Stephen H., University of Michigan

A: Depending on soil conditions, the zombie virus can remain active in zombie excrement and carrion for up to a month. Needless to say, this poses a real danger to water supplies.

One example readily comes to mind. In 1968, hunters shot two zombies in the woods outside the town of Stony Plain in Alberta, Canada. Three more zombies turned up in the area the next day. Since none of the zombies bore any evidence of bite marks, investigators ordered an immediate examination of the town water supply. Sure enough, tests revealed the presence of the zombie virus. Eventually, zombie remains were discovered piled up against a storm drain near town. Officials surmised that when heavy storms rolled through the area earlier in the week, the zombie remains were washed into the drain, allowing the virus to infiltrate the town well. Although the water supplied approximately 150 to 180 homes, only five other people were infected.

Soil conditions are the main determinant of how long the zombie virus will survive. For example, the zombie virus can survive 15 to 25 days in an air-dried soil, compared with 60 to 90 days in a sample with 10 percent moisture by content. Ultraviolet light is destructive to the virus, so virus exposed to the sun will not last as long.

The best ways to treat water potentially tainted with the zombie virus include the use of chlorine, ozone, and in some cases bromine or iodination.

"I believe we should let
the undead stay that way."
Q: With the Presidential election fast approaching, I was wondering if any of the candidates has addressed or plans to address vampire and zombie activity as part of their campaigns or as part of their post-election agenda. Do you know of any statements that have been made on this issue?
Fat James, Lexington, Kentucky

A: Unfortunately, the battle against terrorism has pushed vampires and zombies onto the back burner. Neither President Bush nor Candidate Kerry has any plan to bring back the FVZA/Vanguard in the foreseeable future. As usual, it will take a major outbreak to move the politicians to action.

One area where the two candidates do differ is on vampire and zombie research. At a recent campaign stop in New Mexico, President Bush stated that he no longer will support research using vampire and/or zombie DNA (although I suspect the president misspoke when he uttered the now-famous line, "I believe we should let the undead stay that way.") John Kerry has said he supports continued research under the strictest possible conditions. Though their motives may be different, both Bush and Kerry have a point. As you know, I am in support of going slow on vampire and zombie research. However, I'm afraid that a total ban on research will force vampire and zombie studies into the proverbial back alleys of science, where oversight is minimal and security measures nonexistent.

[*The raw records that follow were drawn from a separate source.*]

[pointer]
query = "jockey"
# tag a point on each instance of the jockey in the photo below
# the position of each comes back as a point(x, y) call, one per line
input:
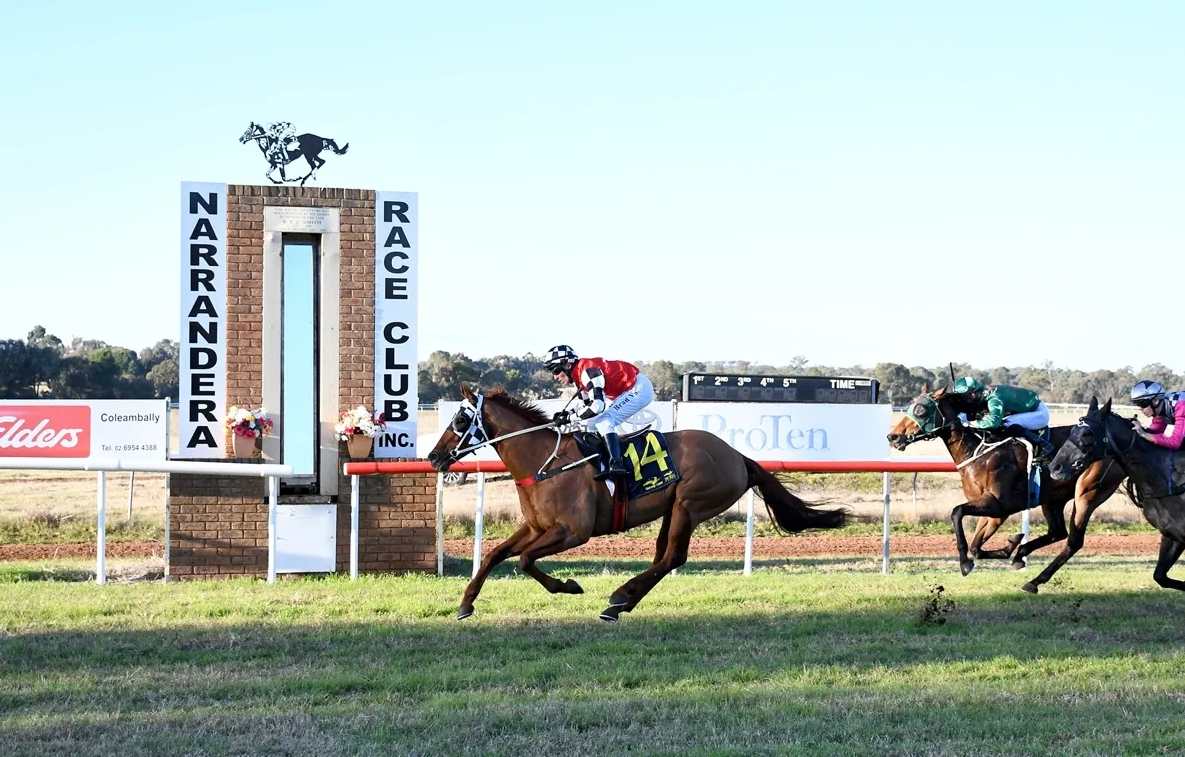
point(281, 133)
point(1012, 408)
point(612, 392)
point(1165, 409)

It's interesting to see how the parties have changed positions on this very important issue. President Ronald Reagan, a Republican, signed the bill overturning the research ban. Now, it's the Republicans calling for a reinstatement of the ban, while the Democrats are pushing for continued research.

Q: Is the movie Return of the Living Dead based on a true story?
JasonX, Cave Creek, Arizona

A: As you may know, the plot of Dan O'Bannon's 1985 zombie movie The Return of the Living Dead involves the accidental release of a toxic chemical that causes the dead to rise from their graves. Return of the Living Dead even went so far as to state that the events portrayed in the film were all true. A similar belief surrounds George Romero's 1968 classic, Night of the Living Dead, in which radiation from a fallen satellite causes the dead to awaken.

While both stories are entertaining ones, they are most definitely fiction. I have never known of any corpses to be reanimated by toxic chemicals or radiation. The zombies I dealt with were the result of an infection.

Incidentally, Trioxin, the chemical that reanimated the corpses in Return of the Living Dead, is a real chemical used by morticians to counteract the tissue constriction that occurs in a body after death.